The Fit for Work (FFW) Service has now been rolled out in England, Scotland and Wales. From autumn 2015, employers will be able to make referrals to the FFW Service directly.
The FFW Service is expected to provide a state-funded assessment by occupational health professionals for employees who are off sick for four weeks or more. It will also provide case management for employees with complex needs to facilitate their return to work.
The FFW Service is designed to be accessed by GPs, employers or employees. The service can be accessed through live chats with specialists, emails, calls or by the traditional referral mechanism.
The effectiveness of the scheme may however be hindered by lack of awareness of its existence amongst employers. A recent survey has highlighted that more than 50% of employers are still not aware of the FFW Service and how it operates.
Employers can make a referral to the FFW Service where:
• the employee is still employed;
• the absence due to illness exceeds four weeks or more; and
• the employer believes that there is a reasonable likelihood that the employee will return to work within three months, even if this is on a phased basis only.
However, employees will not be eligible for referral if:
• they are not absent from work;
• they have previously been referred to the service within a 12 month period and have received a return to work plan as a result;
• their GP has already referred them to the FFW Service; or
• they do not consent to the referral.
In terms of the effectiveness of the scheme in returning employees to the workplace, much depends on the extent and quality of engagement between employers and the service.

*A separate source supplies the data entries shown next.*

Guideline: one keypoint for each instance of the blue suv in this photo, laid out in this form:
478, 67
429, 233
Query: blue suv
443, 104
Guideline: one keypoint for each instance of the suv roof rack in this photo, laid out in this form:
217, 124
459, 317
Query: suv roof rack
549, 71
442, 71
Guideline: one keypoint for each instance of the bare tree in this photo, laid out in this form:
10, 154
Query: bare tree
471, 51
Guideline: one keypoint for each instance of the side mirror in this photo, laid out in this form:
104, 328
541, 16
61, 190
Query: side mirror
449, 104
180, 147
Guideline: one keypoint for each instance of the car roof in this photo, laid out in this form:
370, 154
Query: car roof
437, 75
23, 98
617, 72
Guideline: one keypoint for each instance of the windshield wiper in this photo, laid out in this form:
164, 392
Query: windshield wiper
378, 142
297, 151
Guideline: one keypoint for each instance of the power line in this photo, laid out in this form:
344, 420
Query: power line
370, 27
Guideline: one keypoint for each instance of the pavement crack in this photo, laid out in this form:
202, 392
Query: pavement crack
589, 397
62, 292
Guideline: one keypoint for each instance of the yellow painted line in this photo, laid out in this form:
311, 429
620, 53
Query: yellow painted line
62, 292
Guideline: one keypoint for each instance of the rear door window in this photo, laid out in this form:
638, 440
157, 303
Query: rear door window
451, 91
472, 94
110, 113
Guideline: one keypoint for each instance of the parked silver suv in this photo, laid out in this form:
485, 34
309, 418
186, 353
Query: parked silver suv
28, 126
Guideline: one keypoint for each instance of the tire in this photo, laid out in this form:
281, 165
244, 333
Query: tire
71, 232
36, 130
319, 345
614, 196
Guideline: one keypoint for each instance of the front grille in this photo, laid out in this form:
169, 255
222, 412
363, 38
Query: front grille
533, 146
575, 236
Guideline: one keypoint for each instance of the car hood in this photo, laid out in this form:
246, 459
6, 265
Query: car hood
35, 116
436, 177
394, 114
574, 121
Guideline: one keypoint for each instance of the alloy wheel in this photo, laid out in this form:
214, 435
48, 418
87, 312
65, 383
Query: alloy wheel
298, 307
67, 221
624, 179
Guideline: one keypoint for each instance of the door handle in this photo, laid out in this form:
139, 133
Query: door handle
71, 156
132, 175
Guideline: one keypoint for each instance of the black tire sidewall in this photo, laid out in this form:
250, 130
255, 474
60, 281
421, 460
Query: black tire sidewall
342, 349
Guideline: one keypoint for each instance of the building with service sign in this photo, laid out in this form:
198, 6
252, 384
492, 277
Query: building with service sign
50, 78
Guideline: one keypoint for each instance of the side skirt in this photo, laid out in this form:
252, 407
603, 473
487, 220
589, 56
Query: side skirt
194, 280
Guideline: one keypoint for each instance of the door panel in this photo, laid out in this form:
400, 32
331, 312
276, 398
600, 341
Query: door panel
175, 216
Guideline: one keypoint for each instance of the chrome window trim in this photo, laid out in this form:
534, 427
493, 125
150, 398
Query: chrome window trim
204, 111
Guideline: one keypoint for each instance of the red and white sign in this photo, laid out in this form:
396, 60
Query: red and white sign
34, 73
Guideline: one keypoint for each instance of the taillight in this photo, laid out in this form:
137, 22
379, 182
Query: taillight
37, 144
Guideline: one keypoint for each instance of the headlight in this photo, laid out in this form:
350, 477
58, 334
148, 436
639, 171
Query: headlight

Of critical importance is FFW medical professionals having a good understanding of the workplace context to any absence. It is difficult to predict the extent to which FFW Service professionals will engage with employers to understand the environment employees work in before giving advice. Information on the workplace context can be shared more effectively where the employer makes a referral directly. It is expected that there will be some engagement between the service professionals and employers, particularly where a recommendation in a ‘return to work plan’ has not been actioned.
Employers should note that whilst the FFW Service will deliver some aspects of an occupational health service, it will not manage the employees’ sickness absence which is still the responsibility of managers and employers. Also, where the sickness absence is short and intermittent, the FFW Service is unlikely to accept such a referral.
Going forward, the FFW Service is likely to play an important role for employers, particularly for the smaller employer and in relation to long term sickness absence.